Cristal que forma una barrera entre mi nariz y la lluvia. Y la lluvia también, al romperse en la ventana, revela una burbuja entre el cristal y el viento frío. La lluvia me separa a mí también del aire frío.
Las gotas que se rompen en los vidrios y contra la tierra. Un lodo solemne, en donde casi no se aprecian las líneas que sobresalían cuando empezó a llover.
Mi padre ha pasado toda la tarde, con su rastrillo, marcando la tierra.
Las semillas iba a ponerlas hoy, pero no le gusta mojarse.
No se rendirá, yo lo sé, a sus brotes se los comerán los pájaros o los quemará el sol, endurecerá la tierra o no caerá agua. Pero él volverá a sembrarlo y volverá.
Le digo que es sólo pasto, que no sirve de nada, un tapete se vería mejor y sería menos caprichoso.
Cuando deja de ver las nubes con miedo, las semillas se rompen, empiezan a buscar al sol y tienen forma con la mitad arriba y lo demás abajo del suelo.
Me dice que el pasto es lento, pero sabe agradecer, es infinito. Que cuando crezca más, podremos salir y jugar en él, que no importa que tengo hemofilia, sabré lo que es el sol transfiriéndose a la piel, y que me quitaré los zapatos para percibirlo con las plantas.
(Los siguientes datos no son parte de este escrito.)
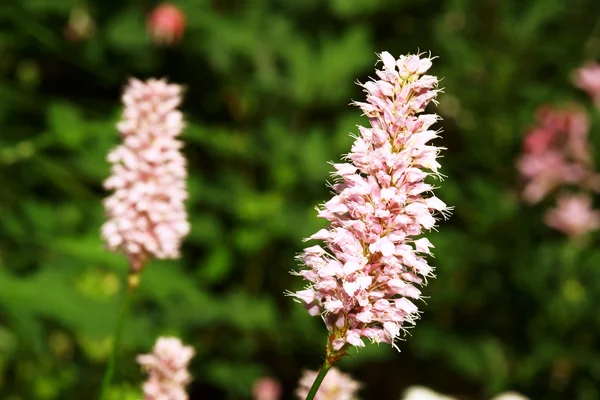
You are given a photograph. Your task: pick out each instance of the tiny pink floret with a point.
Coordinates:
(573, 215)
(363, 281)
(167, 368)
(266, 388)
(146, 217)
(587, 78)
El pasto sabe agradecer.
Sé que mi padre quiere pasto tejido, que cada hebra sea culta, y entienda la razón para ser sana y seguir formando el dibujo.
Pero también sé que la alegría de mi padre, y su pasto, se secarán, que pronto no habrá más que machones, donde el perro defeque y nadie recordará la época en que mi padre sembraba.
Pero esperaré a que el pasto crezca, a que papá y yo salgamos a jugar con él.